Friday, February 12, 2021

SKP's Java Problem Solving Series : Usernames Changes (HackerRank)

[Question/Problem Statement is the Adapted from HackerRank]

Algorithms/Data Structures - [Problem Solving] 
There is a Specific Need for Changes in a List of Usernames. In a given List of Usernames - For Each Username - If the Username can be Modified and Moved Ahead in a Dictionary. The Allowed Modification is that Alphabets can change Positions in the Given Username.

Example
usernames[] = {"Aba", "Cat"}
 
"Aba"can be Changed to only "Baa" - Hence, It can Never Find a Place Ahead in the Dictionary. Hence, Output will be "NO". "Cat" can be Changed to "Act", "Atc", "Tca", "Tac", "Cta" and Definitely "Act" will Find a Place Before "Cat" in the Dictionary. Hence, Output will be "YES".

[Function Description]
Complete the function possibleChanges in the Editor Below.
 
possibleChanges has the Following Parameters:
String usernames[n]: An Array of User Names
 
Returns String[n]: An Array with "YES" or "NO" Based on Feasibility
(Actual Question Says String Array, But Signature is List of Strings)


Constraints
• [No Special Constraints Exist, But Cannot Recall Exactly]


Input Format

"The First Line Contains an Integer, n, the Number of Elements in Usernames.", 
"Each Line of the n Subsequent Lines (where 0 < i < n) contains a String usernames[i]."        

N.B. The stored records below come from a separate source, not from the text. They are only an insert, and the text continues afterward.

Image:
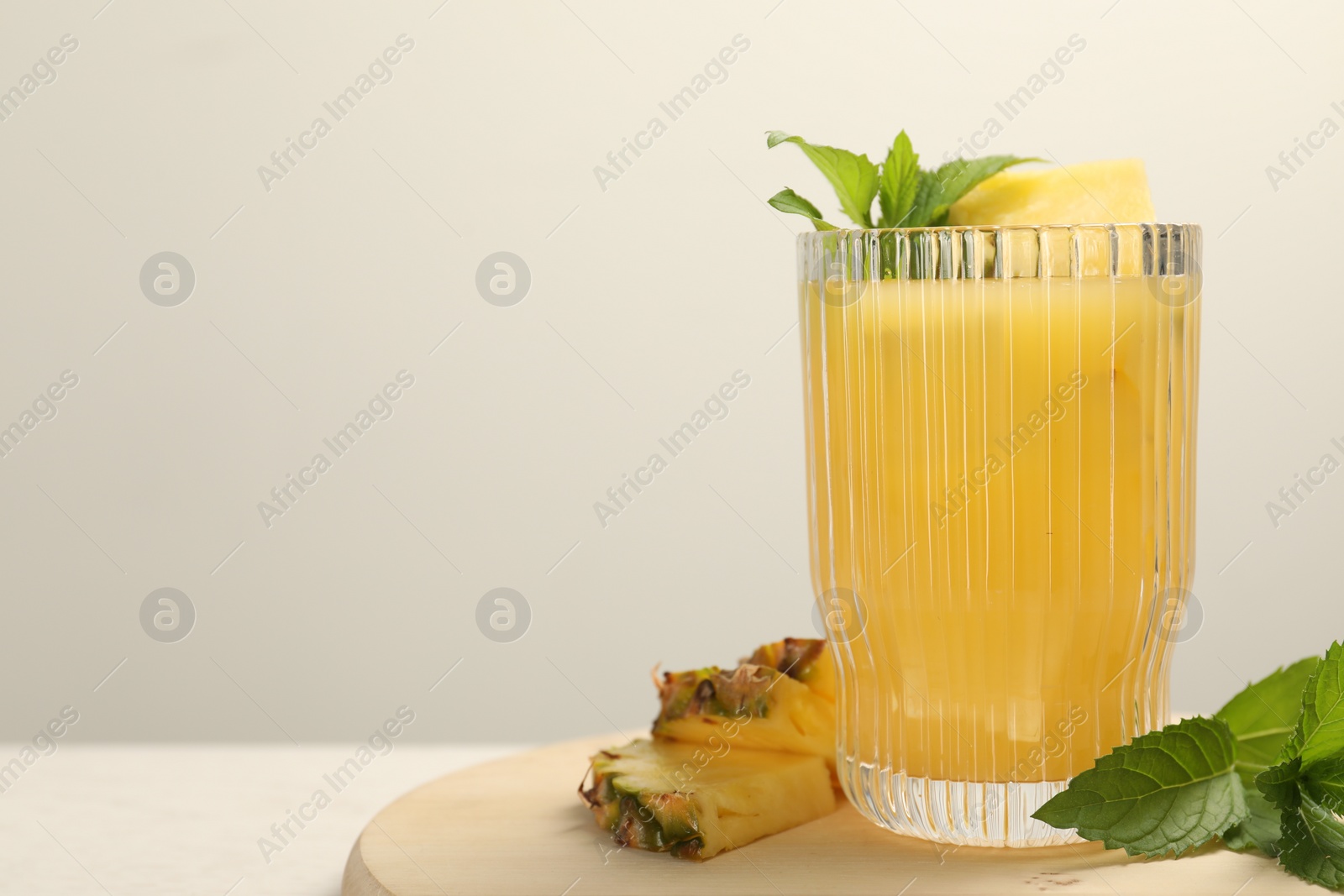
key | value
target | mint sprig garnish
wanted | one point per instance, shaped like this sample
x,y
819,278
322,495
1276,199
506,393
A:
x,y
1263,718
907,195
1167,792
1267,772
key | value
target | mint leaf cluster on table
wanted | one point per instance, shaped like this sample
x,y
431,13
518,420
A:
x,y
907,195
1267,772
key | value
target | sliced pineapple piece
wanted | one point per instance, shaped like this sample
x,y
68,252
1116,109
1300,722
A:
x,y
685,799
752,707
808,660
1093,192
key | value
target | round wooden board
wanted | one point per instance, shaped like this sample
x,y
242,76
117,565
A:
x,y
517,826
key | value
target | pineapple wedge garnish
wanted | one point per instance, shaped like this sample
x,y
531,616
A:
x,y
808,660
783,699
685,799
1093,192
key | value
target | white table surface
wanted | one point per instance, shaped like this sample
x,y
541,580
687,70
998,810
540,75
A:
x,y
186,820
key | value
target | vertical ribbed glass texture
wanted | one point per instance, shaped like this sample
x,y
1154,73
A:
x,y
1001,473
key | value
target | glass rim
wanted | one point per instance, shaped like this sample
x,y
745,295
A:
x,y
998,251
994,228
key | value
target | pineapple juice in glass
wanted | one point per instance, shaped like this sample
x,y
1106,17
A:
x,y
1000,439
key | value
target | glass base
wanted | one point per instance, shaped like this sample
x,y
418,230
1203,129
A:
x,y
965,813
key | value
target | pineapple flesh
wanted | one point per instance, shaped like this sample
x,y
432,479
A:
x,y
1095,192
694,802
781,699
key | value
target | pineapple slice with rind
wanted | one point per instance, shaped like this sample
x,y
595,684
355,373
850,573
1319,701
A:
x,y
753,707
1093,192
694,802
808,660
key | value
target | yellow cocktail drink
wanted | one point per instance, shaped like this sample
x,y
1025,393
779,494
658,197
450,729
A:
x,y
1000,430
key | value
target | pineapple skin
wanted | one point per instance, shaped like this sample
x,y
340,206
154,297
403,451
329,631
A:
x,y
682,799
756,707
806,660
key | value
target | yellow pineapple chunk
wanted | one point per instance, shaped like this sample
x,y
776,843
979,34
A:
x,y
696,802
1093,192
783,699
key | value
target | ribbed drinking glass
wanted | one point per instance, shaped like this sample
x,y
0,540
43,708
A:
x,y
1001,476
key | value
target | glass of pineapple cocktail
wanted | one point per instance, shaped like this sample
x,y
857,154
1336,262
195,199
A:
x,y
1000,443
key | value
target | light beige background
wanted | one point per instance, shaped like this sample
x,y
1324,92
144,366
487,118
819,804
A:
x,y
644,298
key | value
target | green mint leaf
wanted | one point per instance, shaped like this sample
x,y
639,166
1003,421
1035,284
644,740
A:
x,y
1278,783
790,202
1260,831
853,177
1312,844
1263,714
1320,728
1169,790
1326,783
927,194
898,183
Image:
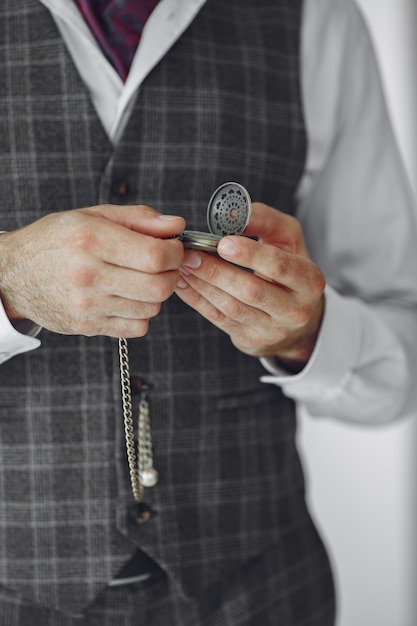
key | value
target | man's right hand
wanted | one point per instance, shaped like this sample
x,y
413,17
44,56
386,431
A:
x,y
102,270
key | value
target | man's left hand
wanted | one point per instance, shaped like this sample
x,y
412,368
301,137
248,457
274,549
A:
x,y
274,310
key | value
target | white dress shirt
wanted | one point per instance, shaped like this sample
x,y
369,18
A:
x,y
355,204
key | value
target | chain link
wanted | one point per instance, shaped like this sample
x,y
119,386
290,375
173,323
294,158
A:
x,y
137,487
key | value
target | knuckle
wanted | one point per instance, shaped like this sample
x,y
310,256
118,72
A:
x,y
251,291
281,266
301,315
138,328
233,309
84,277
154,309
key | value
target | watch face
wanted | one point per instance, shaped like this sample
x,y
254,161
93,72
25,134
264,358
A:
x,y
229,210
228,213
199,241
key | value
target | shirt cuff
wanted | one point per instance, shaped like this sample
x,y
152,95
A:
x,y
335,352
13,342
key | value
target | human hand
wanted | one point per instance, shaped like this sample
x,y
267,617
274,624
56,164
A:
x,y
274,311
102,270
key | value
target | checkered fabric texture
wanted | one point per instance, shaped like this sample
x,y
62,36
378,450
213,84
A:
x,y
224,104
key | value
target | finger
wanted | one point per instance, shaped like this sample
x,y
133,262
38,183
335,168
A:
x,y
138,286
141,218
122,247
290,271
121,327
220,307
265,295
131,309
272,226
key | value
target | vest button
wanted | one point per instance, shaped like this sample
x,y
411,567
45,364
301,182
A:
x,y
142,513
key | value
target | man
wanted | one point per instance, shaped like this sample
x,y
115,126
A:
x,y
100,174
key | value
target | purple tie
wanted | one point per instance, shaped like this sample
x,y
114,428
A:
x,y
117,25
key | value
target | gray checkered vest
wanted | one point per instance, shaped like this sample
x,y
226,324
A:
x,y
224,104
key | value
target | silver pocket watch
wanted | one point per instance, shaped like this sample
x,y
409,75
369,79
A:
x,y
228,213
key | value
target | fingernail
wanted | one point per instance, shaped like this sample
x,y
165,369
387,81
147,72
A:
x,y
192,260
182,284
168,218
226,247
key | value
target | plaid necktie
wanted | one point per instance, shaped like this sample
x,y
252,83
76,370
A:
x,y
117,26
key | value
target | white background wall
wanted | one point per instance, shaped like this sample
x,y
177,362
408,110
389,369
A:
x,y
362,481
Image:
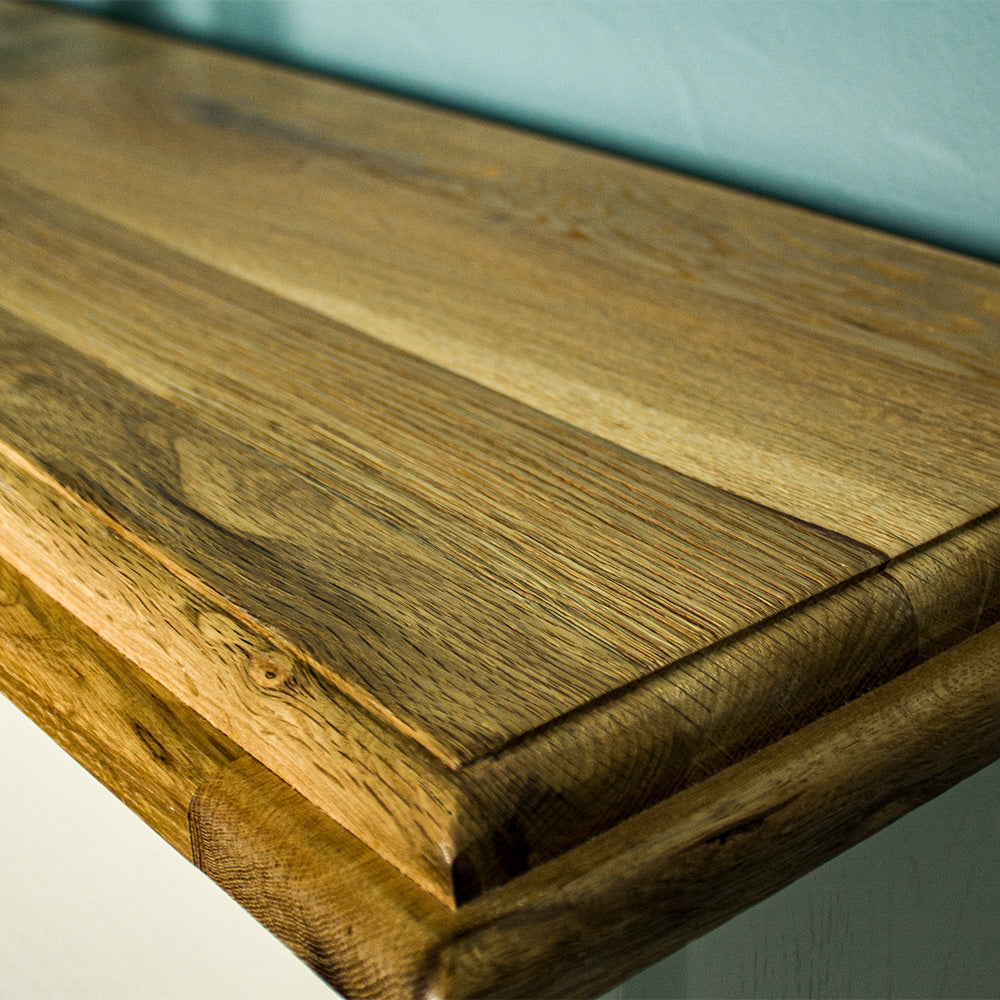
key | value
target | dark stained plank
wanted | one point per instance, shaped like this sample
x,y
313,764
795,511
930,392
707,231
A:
x,y
131,733
843,376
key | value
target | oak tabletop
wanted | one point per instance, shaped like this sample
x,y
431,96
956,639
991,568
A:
x,y
485,488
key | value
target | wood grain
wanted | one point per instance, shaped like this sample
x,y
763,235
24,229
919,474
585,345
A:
x,y
462,569
604,910
953,584
487,489
842,376
131,733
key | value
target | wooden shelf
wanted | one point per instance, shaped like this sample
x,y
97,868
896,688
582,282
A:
x,y
481,534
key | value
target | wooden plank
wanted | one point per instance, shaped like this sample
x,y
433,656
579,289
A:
x,y
575,925
842,376
565,569
131,733
606,909
953,585
485,488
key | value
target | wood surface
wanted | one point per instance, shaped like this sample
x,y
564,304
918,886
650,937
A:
x,y
573,926
835,373
486,489
600,912
131,733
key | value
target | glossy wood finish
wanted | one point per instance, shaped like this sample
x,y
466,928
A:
x,y
148,748
575,925
606,909
485,489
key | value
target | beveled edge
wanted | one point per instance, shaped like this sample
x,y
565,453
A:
x,y
600,911
604,910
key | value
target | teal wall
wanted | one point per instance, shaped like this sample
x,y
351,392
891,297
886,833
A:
x,y
886,112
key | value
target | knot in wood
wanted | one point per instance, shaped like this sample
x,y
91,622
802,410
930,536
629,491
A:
x,y
271,668
10,587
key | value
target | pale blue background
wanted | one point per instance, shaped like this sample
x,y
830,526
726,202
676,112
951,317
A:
x,y
887,112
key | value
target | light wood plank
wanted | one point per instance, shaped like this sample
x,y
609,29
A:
x,y
131,733
606,909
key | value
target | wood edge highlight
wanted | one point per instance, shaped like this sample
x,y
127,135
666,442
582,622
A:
x,y
606,909
150,750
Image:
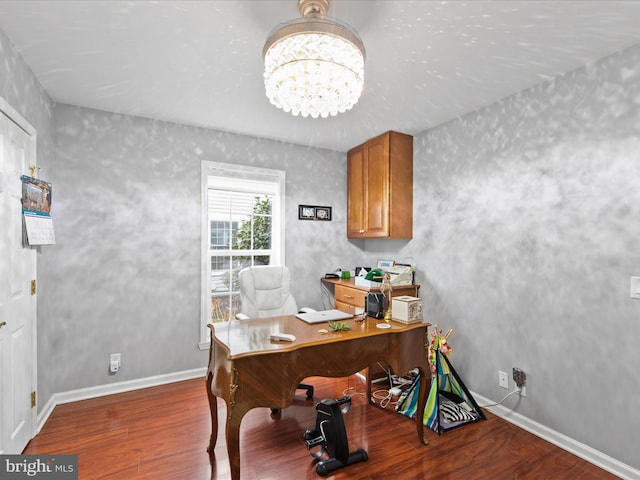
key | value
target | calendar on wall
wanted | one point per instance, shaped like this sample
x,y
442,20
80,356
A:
x,y
36,212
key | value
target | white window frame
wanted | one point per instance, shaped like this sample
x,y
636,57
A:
x,y
209,168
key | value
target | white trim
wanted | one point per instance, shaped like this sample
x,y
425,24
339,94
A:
x,y
120,387
583,451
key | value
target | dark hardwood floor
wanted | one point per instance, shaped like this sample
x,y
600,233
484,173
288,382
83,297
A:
x,y
162,433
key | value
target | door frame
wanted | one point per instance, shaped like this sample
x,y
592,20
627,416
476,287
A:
x,y
7,110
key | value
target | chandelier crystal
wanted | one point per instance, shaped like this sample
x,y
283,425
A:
x,y
314,66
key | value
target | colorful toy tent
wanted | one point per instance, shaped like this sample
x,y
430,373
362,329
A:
x,y
449,403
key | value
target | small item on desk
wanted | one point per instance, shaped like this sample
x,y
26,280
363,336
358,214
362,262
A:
x,y
283,337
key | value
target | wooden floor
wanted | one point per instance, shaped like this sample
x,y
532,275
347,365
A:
x,y
162,433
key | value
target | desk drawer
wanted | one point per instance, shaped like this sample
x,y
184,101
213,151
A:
x,y
350,296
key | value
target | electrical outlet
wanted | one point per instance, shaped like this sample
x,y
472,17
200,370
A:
x,y
519,377
503,379
115,362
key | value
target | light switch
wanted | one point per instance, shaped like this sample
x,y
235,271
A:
x,y
634,289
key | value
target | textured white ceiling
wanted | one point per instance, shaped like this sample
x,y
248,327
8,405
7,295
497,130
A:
x,y
199,62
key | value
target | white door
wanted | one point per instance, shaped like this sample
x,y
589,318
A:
x,y
17,303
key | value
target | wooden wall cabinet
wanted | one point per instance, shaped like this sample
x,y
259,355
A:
x,y
380,187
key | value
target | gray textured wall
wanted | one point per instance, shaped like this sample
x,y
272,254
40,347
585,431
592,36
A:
x,y
528,222
526,217
127,217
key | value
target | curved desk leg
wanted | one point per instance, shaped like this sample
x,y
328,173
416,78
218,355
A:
x,y
422,403
233,439
213,406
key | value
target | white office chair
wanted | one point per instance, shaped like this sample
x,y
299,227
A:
x,y
265,291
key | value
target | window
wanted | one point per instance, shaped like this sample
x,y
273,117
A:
x,y
242,226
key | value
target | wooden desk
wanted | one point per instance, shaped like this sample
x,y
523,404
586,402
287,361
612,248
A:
x,y
248,370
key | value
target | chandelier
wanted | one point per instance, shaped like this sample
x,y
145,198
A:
x,y
313,65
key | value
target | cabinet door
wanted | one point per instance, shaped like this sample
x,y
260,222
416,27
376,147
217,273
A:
x,y
377,187
356,191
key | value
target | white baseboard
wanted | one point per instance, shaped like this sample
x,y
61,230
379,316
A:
x,y
583,451
589,454
111,388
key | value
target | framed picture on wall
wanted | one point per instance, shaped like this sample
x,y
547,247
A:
x,y
323,213
306,212
313,212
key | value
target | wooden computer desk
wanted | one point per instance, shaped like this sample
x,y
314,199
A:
x,y
248,370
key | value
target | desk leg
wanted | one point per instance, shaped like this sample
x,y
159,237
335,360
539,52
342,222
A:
x,y
213,406
233,439
422,403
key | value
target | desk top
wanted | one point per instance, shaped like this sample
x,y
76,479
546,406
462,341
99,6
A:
x,y
244,337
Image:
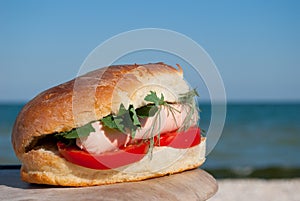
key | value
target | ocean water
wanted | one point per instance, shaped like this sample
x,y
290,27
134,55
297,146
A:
x,y
260,139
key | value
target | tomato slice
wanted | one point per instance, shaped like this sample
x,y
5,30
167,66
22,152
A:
x,y
134,152
110,160
180,140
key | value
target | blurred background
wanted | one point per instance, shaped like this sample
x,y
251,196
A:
x,y
254,44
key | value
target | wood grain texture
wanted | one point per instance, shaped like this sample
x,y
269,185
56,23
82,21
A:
x,y
190,185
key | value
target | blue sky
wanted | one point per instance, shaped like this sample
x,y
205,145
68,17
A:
x,y
255,44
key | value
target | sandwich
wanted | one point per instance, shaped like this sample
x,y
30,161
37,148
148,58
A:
x,y
115,124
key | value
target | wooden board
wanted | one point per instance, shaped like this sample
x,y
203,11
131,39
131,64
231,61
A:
x,y
190,185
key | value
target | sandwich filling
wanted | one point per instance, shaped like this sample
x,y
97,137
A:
x,y
126,137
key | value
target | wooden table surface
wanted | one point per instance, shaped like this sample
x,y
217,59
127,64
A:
x,y
190,185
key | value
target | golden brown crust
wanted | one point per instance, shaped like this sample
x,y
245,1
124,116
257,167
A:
x,y
91,97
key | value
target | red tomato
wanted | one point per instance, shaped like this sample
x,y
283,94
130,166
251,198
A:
x,y
181,140
126,155
129,154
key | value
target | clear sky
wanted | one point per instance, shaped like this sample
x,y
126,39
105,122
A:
x,y
255,44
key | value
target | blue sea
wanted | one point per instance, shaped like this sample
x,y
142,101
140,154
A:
x,y
258,140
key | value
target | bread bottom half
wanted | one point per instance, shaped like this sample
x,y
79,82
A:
x,y
43,166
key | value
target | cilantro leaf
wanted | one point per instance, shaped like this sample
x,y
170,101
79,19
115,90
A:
x,y
147,111
78,132
152,97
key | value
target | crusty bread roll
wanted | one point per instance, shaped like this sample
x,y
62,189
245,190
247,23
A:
x,y
88,98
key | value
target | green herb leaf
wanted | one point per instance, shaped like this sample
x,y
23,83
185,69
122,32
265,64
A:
x,y
78,132
147,111
153,98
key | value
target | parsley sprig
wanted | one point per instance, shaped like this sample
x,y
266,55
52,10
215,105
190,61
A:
x,y
128,120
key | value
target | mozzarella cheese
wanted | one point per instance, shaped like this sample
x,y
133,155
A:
x,y
105,139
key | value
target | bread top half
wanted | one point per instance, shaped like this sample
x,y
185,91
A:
x,y
93,96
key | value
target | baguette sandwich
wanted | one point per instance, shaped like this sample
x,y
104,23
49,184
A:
x,y
115,124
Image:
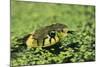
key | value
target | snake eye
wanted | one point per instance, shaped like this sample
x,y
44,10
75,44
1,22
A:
x,y
52,34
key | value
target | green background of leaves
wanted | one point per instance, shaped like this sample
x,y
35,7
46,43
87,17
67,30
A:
x,y
76,47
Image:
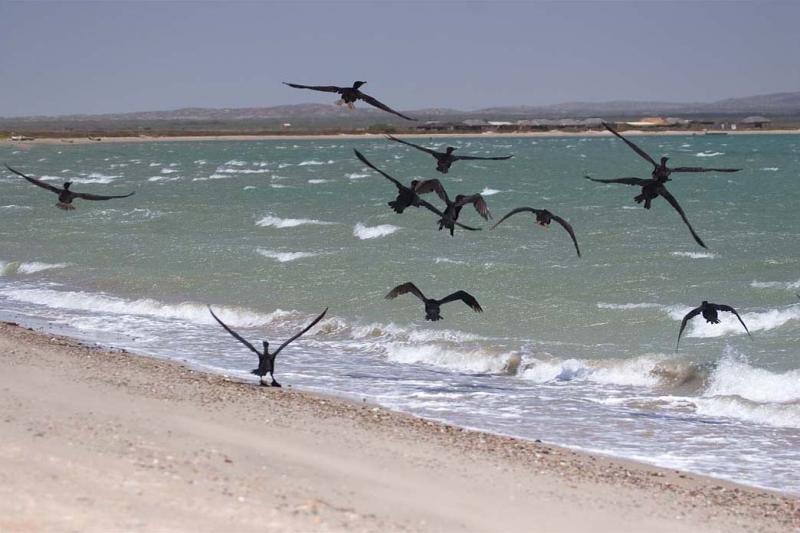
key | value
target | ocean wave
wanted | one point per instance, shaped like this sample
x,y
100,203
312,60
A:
x,y
729,324
695,255
277,222
11,268
101,303
285,257
366,232
788,285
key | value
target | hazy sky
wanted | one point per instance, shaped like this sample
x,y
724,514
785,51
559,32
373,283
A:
x,y
69,57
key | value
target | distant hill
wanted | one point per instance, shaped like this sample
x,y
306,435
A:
x,y
326,116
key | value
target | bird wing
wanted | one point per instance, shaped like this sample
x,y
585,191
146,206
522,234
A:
x,y
465,297
566,225
701,169
475,157
39,183
644,155
88,196
674,203
432,185
515,211
639,182
294,338
404,289
418,147
235,335
323,88
375,103
477,201
728,308
363,159
691,314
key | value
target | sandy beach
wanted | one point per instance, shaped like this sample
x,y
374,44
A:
x,y
66,141
98,440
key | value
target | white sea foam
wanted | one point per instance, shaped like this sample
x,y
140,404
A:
x,y
277,222
101,303
285,257
695,255
11,268
366,232
729,324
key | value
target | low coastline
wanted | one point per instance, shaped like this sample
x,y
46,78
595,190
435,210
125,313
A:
x,y
97,439
67,141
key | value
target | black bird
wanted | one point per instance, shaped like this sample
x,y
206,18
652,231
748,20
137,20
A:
x,y
65,195
266,360
349,95
432,306
407,196
453,210
543,218
661,171
652,189
709,311
445,159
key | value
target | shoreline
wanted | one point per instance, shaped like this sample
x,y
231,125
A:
x,y
66,141
155,411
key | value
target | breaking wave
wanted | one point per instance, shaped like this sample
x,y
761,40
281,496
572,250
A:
x,y
366,232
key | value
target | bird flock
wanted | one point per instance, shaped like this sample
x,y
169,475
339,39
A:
x,y
411,196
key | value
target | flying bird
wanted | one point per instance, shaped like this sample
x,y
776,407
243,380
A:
x,y
266,360
445,159
65,195
349,95
709,312
453,210
432,307
543,218
652,189
661,171
407,196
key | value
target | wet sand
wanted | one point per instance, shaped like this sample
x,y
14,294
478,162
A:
x,y
99,440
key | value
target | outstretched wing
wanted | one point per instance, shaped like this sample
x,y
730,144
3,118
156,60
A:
x,y
674,203
363,159
235,335
515,211
39,183
644,155
728,308
323,88
701,169
475,157
465,297
639,182
691,314
418,147
477,201
87,196
432,185
404,289
375,103
285,344
566,225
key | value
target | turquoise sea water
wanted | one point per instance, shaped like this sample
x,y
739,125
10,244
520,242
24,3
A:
x,y
577,352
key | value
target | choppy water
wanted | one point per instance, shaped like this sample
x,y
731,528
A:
x,y
577,352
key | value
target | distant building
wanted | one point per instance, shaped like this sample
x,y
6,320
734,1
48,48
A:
x,y
755,122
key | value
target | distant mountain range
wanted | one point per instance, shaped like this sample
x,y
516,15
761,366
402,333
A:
x,y
327,115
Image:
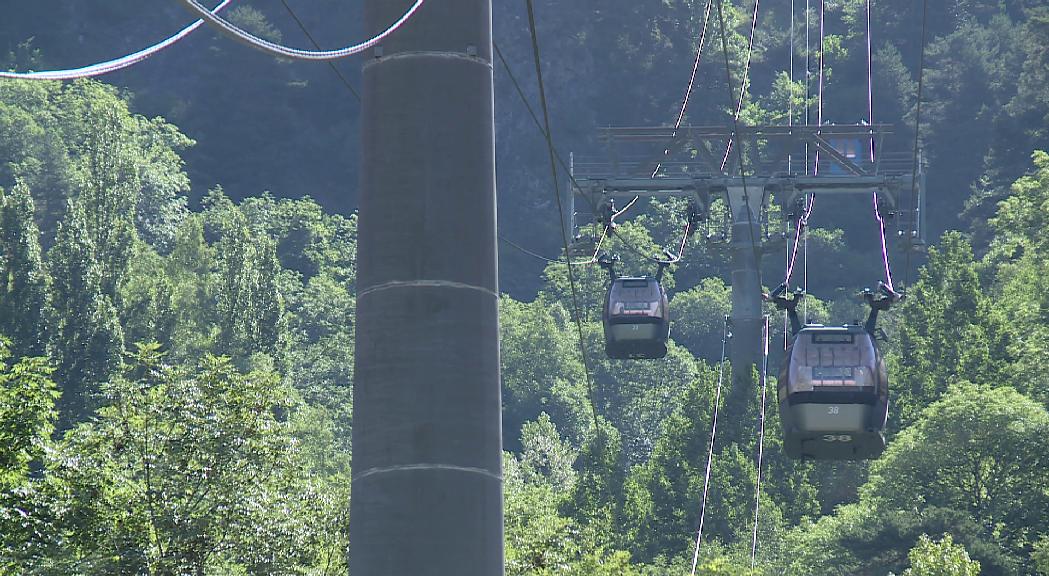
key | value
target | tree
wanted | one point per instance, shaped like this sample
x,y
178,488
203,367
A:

[Sample Case 0 - Sample Input For Custom Testing]        
5      
Aba 
Cat
Boby
Buba
Bapg
Sungi
Lapg
Acba
       

Sample Output (Each Should Be on a Separate Line)
NO YES NO YES YES YES YES YES
  
______________ 
 
 
[Explanation of the Solution]
This is again a Good Question from Hacker Rank to Test Your Logic / Problem Solving Abilities. The Core Point to Handle is that For Each Combination of 2 Alphabets that Exists in the Username String > We Need to Check if the Latter Occuring Character (ASCII) is Less than the Former Occuring Character (ASCII). For Example in the String "Bapg" - For a Selection of "Ba" from "Bapg" - We have "a" Occuring Before "B" in the English Alphabet. We can Have Two Loops (One Nested) to Decide for a Combination of Each Two Alphabets. The Time Complexity of this Solution is O(n^2).
 
________________  
 

[Source Code, Sumith Puri (c) 2021 - Free to Use & Distribute]
import static java.util.stream.Collectors.joining;
import static java.util.stream.Collectors.toList;

import java.io.BufferedReader;
import java.io.BufferedWriter;
import java.io.FileWriter;
import java.io.IOException;
import java.io.InputStreamReader;
import java.util.ArrayList;
import java.util.List;
import java.util.stream.IntStream;

/*
* HackerRank Problem Solving - Speak Ur Mind, But Ride a Fast Horse.
* ~ Sumith Kumar Puri (c) 2021 ~ -- ~ Bengaluru, Karnataka, India ~
*
*/
class UsernamesChangesLogic {

public static List<String> possibleChanges(List<String> usernames) {

List<String> solutionStr = new ArrayList<String>();
boolean bobbysFlag = false;
for (String username : usernames) {

bobbysFlag = false;
String currName = username.toLowerCase();
for (int i = 0; i < currName.length(); i++) {

int a = currName.charAt(i);
for (int j = i + 1; j < currName.length(); j++) {

int b = currName.charAt(j);
if (b < a) {
bobbysFlag = true;
break;
}
}
if (bobbysFlag) {
solutionStr.add("YES");
break;
}
}
if (!bobbysFlag)
solutionStr.add("NO");
}

return solutionStr;
}
}

public class UsernamesChanges {

public static final String OUTPUT_PATH = "PROVIDE_ABSOLUTE_INPUT_FILE_NAME";

public static void main(String[] args) throws IOException {
BufferedReader bufferedReader = new BufferedReader(new InputStreamReader(System.in));
BufferedWriter bufferedWriter = new BufferedWriter(new FileWriter(System.getenv(OUTPUT_PATH)));

int usernamesCount = Integer.parseInt(bufferedReader.readLine().trim());

List<String> usernames = IntStream.range(0, usernamesCount).mapToObj(i -> {
try {
return bufferedReader.readLine();
} catch (IOException ex) {
throw new RuntimeException(ex);
}
}).collect(toList());

List<String> result = UsernamesChangesLogic.possibleChanges(usernames);

bufferedWriter.write(result.stream().collect(joining("\n")) + "\n");

bufferedReader.close();
bufferedWriter.close();
}
}

Happy Problem Solving using Java!

1 comment:

Thanh Thai Nguyen said...

It doesn't work.
For example: with this algorithm, when input is "Boby", when i = o and j = b. The result will be YES, when it's exactly the current String.